The local fancy-pants country club had its end of the season golf tournament last April, and this is one of the few times that the ladies get prime tee times. During the practice round, there were contests with prizes from local merchants, and a silent auction for charity. I teamed up with the local breast cancer charity – and their spokeswoman warned me that they had received under $500 in the prior year from this country club event – hardly worth their time.

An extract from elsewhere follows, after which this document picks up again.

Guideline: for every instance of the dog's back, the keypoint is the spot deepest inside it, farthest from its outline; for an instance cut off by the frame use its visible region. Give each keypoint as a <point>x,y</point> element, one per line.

I set up a closest-to-the-pin contest on a par 3 with simple rules: pay $100 to the breast cancer foundation win a transferrable certificate good for free Botox at my wife’s office (worth about $500), and photographs of the sun damage under their skin. And if all the foursome make the $100 donation, then only one golfer needs to beat me in order for them all to win the free Botox. The very worst they could do was to get a $100 tax-deduction for the donation. I did not take one penny of the money; all checks were made out to the charity. Oh, and I was wearing a neck brace and had my left arm in a sling!
The first foursome was skeptical, but they all made donations and watched me shank my tee-shot. They all won Botox certificates, and immediately whipped out their cell phones and Blackberries to tell their friends in the other foursomes. I lost every single challenge, even though some of my shots were rather close. The breast cancer charity raised $4,400 that afternoon. Thirty-one women ended up redeeming their certificates in the next four months; and 27 of them came back for additional treatments. Many have since referred friends and associates, too! The women loved the treatment they received in my wife’s office – no upselling or tactics to make them feel like a target. (Did I mention that the Botox rep gave us the Botox for free? It only cost us our time). The charity was happy and the ladies were happy and my wife’s office was very happy with the results.
Surface in the middle of the convoy? Check. Support a charity to attract loyal female customers? Check. Give your customers something to tweet about? Check.